The science beneath your feet - untargeted approaches to volatile organic compound (VOC) emissions from soil

In the agricultural sector, the quality of the soil is vital in determining the productivity, sustainability, and overall success of farming practices – from crop growth quality to carbon sequestration. Unexpected weather events such as flooding, temperature changes, and high winds can have a major impact on soil conditions, leading to problems with farming and biodiversity. So how do you monitor the state of your soil to ensure it is fit for purpose?

Why VOC extraction is important for soil analysis

Soil microbes emit VOCs when subjected to different environmental conditions. These emissions are indicative of soil health and play a key role in monitoring, and improving, soil quality.¹ In traditional analyses, soil is taken from the sampling site and analysed with solvent-based methods to extract VOCs. Confident VOC profiling of soil with solvent-extraction methods is hampered by the inherent dilution effect of liquid-liquid extraction and extraction bias introduced by the solvents, therefore impacting sensitivity.²

Due to the complexity of its matrix, VOC profiling can be challenging, as biological and chemical factors can alter conditions over time. Therefore, a cost-effective, robust, and sensitive technique that can be used either in situ or ex situ, without the need for solvents, would be very effective in monitoring soil health. In recent years, a push for more sustainable alternative techniques has seen an increase in the use of sorptive extraction.^3,4,5 This technique removes the need for solvents, aligning with goals 1 (prevent waste) and 5 (use safer solvents and reaction conditions) of the 12 green chemistry principles.⁶

Using VOC profiles to understand soil quality

Dr Rob Brown, a biogeochemist in the Ecosystems and Environment group at the University of Bangor, UK, has shed light on this topic in a recent publication.⁷ In this study, the group looked at three soil treatments that were simulated to mimic 'good', 'medium' and 'poor' soil quality in order to determine if VOC profiles changed when soil quality is altered. The soil treatments were simulated as follows: 'Good' treatment was 5% soil improver (1:2 w/w soil improver: soil), medium had no amendment, and poor had a 5% grass residue loading saturated with river water to create anaerobic conditions. They found that poor quality soil had the most diverse VOC profile, with a higher concentration of aromatic, carboxylic acid and sulfur compounds that can have a negative impact on plants in high concentrations, especially on the plants' root systems.⁸

In comparison, a higher number of aldehydes were detected in the good and medium quality soils, so they could be used as potential markers of quality for each of the treatments.
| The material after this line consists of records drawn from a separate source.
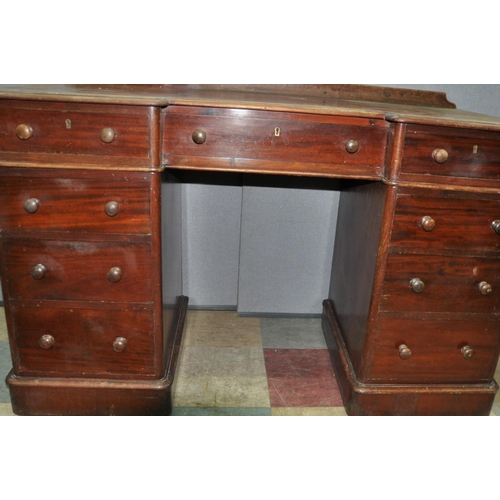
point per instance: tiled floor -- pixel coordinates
(244, 366)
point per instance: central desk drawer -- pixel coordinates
(83, 342)
(49, 200)
(44, 269)
(260, 140)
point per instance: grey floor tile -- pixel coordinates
(5, 367)
(292, 333)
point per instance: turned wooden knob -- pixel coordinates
(440, 155)
(24, 132)
(38, 272)
(46, 342)
(120, 344)
(404, 351)
(199, 136)
(417, 285)
(108, 135)
(352, 146)
(485, 288)
(112, 208)
(115, 274)
(428, 223)
(467, 352)
(495, 225)
(32, 205)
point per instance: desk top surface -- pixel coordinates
(391, 104)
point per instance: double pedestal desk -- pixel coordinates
(90, 238)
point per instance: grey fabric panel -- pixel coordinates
(211, 206)
(287, 237)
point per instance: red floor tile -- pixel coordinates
(301, 378)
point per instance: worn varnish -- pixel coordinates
(90, 232)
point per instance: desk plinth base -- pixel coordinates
(99, 397)
(404, 400)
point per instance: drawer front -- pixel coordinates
(438, 224)
(450, 284)
(32, 132)
(447, 351)
(248, 139)
(459, 153)
(47, 200)
(77, 270)
(82, 342)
Moreover, certain compounds unique to the 'poor' quality soil correlated with potential issues with the soil health, such as 2-methyl-1H-indole, which is highly toxic to microorganisms; 2-methylpyridine, which is a bacterial and fungal secondary metabolite; and aniline, which is used in the synthesis of herbicides.⁷ These findings highlight the potential of VOC profiling as a marker for soil quality, with specific compounds indicating the health of the soil.

Profiling VOC emissions from soil: comparison of solvent-free extraction techniques

The extraction techniques used by the team at the University of Bangor to profile the soil were sorptive extraction, specifically solid phase microextraction (SPME), SPME with multi-step enrichment (MSE^®), and high-capacity sorptive extraction (HiSorb™). With SPME, analytes are preconcentrated onto a sorptive phase. MSE allows multiple SPME extractions from the same sample to be taken, stacked on a sorbent-packed focusing trap, and analysed in a single GC injection. The sampling mechanism of HiSorb has the same premise as SPME but with a higher phase capacity and surface area, allowing an increase in the number and abundance of analytes extracted.

Dr Brown found that recovery of key analytes was substantially improved using SPME-MSE, extracting an increased 455% total peak area yield compared with a single SPME extraction.⁷ He also found that both SPME-MSE and HiSorb (using a polyacrylate (PA) phase and PDMS-only phase respectively) detected either an equal or greater number of compounds with varying functional groups across all treatments when compared with single extraction SPME, and were also able to extract compounds unique to the extraction media. These included furfural, a compound used for synthesis of inks, plastics, fungicides⁸ and 2-methylbutanal, a common plant metabolite.⁹

Overall, HiSorb and SPME-MSE improved sensitivity and analyte range compared to a single SPME extraction across all treatments, delivering a more comprehensive soil profile and highlighting potential markers that could be able to determine soil health. HiSorb provides potential for further work via in situ sampling, essential for accounting for the dynamic influence of environmental factors over time, offering a more representative and holistic understanding of soil conditions.